I want insurance this year, so... Please...

If you've ever bought or even looked into buying compressed wood bricks, please list the brand and stores you know carry or carried them. Google can do the rest! I'm sure a lot of folks are about to be looking for these soon, so a nice list might help a lot of people.

Thanks!
 
I bought a ton of BioBricks last year from a local farm in CT that is a dealer. I had to go pick them up because of the distance. They worked out great and I have three bundles left over for this year. I've seen the CountyLine brand from Tractor Supply, but haven't burned any before. I know several users here have and I have yet to read anything negative.
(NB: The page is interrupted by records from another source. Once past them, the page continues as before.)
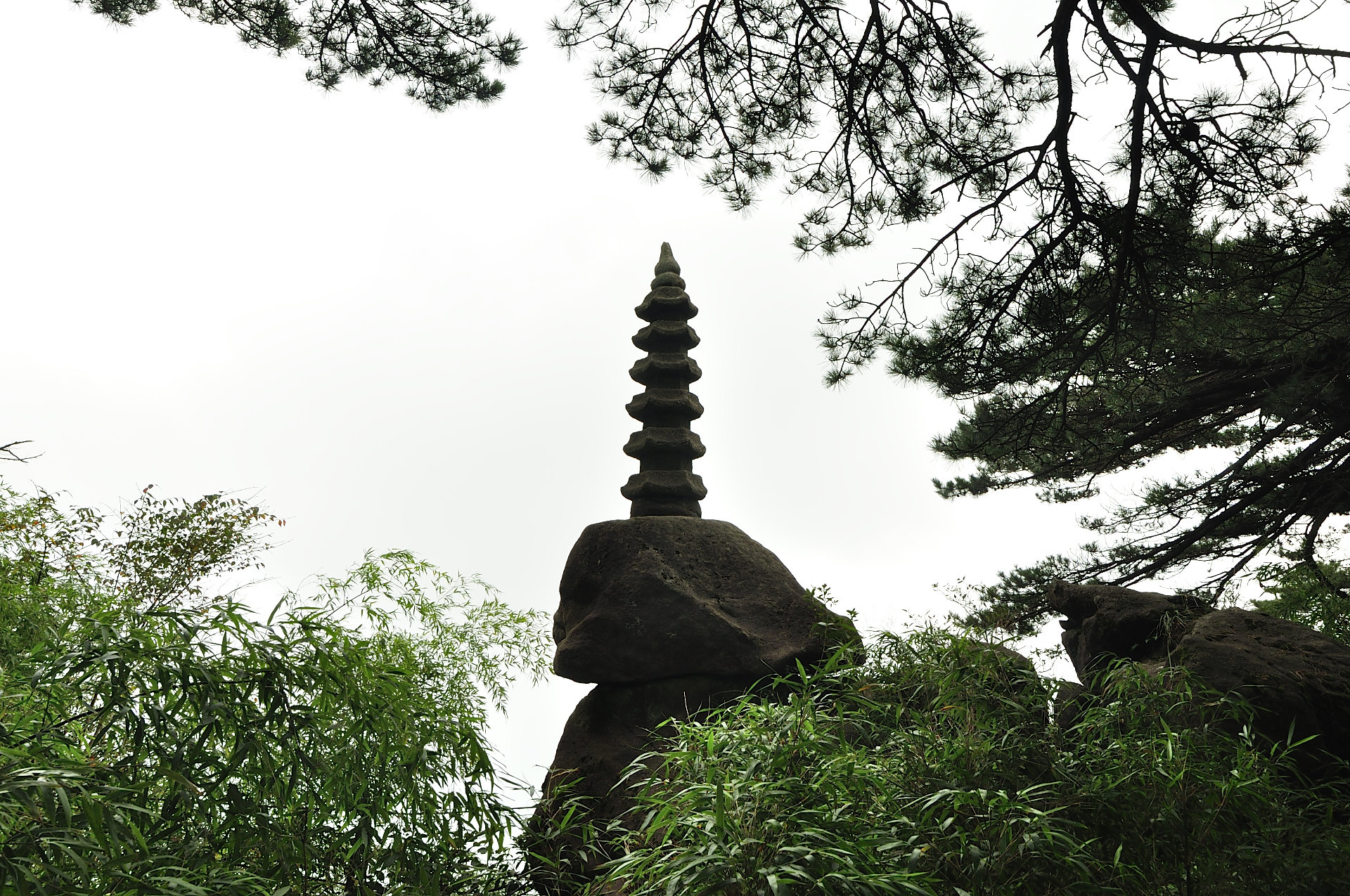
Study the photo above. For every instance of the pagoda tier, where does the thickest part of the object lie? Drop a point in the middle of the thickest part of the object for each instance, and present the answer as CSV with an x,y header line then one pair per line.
x,y
666,447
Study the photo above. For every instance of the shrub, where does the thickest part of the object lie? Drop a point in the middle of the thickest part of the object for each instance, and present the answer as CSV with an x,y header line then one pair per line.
x,y
161,739
936,770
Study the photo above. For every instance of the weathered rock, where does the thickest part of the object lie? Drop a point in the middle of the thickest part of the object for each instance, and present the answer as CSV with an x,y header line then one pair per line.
x,y
1288,673
1291,674
1107,623
610,727
662,597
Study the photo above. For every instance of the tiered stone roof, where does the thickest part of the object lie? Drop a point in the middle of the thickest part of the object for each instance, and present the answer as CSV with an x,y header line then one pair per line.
x,y
666,485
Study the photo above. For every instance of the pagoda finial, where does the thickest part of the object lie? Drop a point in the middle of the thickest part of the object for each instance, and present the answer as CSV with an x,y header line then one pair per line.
x,y
666,447
667,264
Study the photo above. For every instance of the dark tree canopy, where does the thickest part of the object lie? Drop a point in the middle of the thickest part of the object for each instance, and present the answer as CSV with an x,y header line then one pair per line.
x,y
1102,296
440,49
1119,265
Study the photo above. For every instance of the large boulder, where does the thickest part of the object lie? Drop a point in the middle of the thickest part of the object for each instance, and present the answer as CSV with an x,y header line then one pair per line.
x,y
1109,623
662,597
1295,676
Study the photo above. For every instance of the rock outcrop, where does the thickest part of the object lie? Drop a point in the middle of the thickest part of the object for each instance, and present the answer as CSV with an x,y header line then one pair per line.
x,y
1294,676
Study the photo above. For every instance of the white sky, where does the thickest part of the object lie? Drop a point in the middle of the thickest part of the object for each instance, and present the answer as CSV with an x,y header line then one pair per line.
x,y
412,330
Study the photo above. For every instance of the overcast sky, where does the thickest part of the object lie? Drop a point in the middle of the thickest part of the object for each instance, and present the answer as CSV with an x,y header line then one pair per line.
x,y
405,330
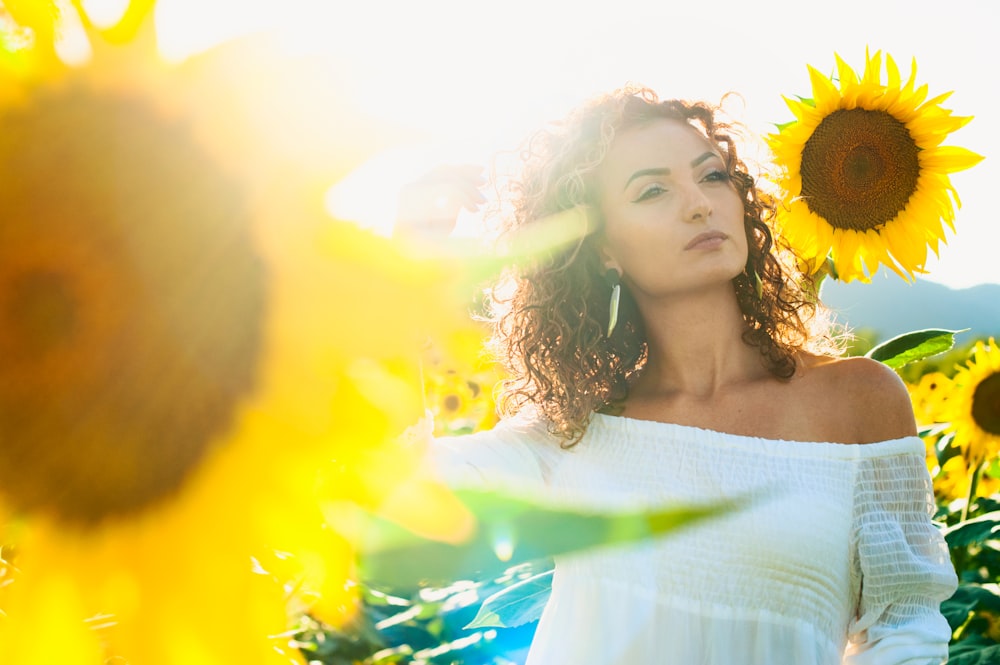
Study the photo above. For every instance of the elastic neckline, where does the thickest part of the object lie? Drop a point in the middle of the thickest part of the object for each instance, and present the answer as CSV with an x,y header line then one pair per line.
x,y
636,428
If you've got wood that's close, you could thrown in a brick or two at a time with a load of your best wood and you should be in good shape.
 
I've seen them at Menard's. The brand might have been eco-bricks?
 
I was curious about these just in case my wood that I have is not dry enough.
We had a lot of rain here this year

So I called TSC and my local one has a pallet of 96 packs
to get the 5% discount you have to buy a pallet full.
So that is around 320 for a pallet.

I wonder how much "wood" this would equal out to
 
A pallet should equal out to 1 ton. BioBricks claim that 1 ton = 1.5 cords of wood - BTU-wise. My experience with them showed that I would get 4-5 hours burn time out of 8 bricks with stove top temps around 600dF.
 
BioBricks claim that 1 ton = 1.5 cords of wood - BTU-wise.

I've never bought or burned bio bricks, but that sounds like a very optimistic claim to me. So I looked up a general source that says 1 ton of bio bricks is roughly equivalent to 1 cord of dry pitch pine (16.5 MBtu/cord), which is also equivalent to 1.5 cords of about the worst species you can find on the chart (bamboo and white cedar).

(broken link removed)

A different way to use the same chart and math is that 1 ton of 16.5 MBtu bio bricks is roughly equivalent to 3/4 ton of oak at 22 MBtu. That's only half of the claim. (If the chart is even accurate, but it's probably close enough.)

This is intriguing me, so I went to their website, and the only claim I see is that 1 lb of Biobricks = 1.7 lb of cordwood. Based on the above math, I am assuming that's 1.7 lb of wet cordwood, which is an unfair comparison. (Unless you plan to burn wet wood).

I have no beef against biobricks, nor experience. Just that I wouldn't plan on 2 pallets giving you 3 dry cords of heat.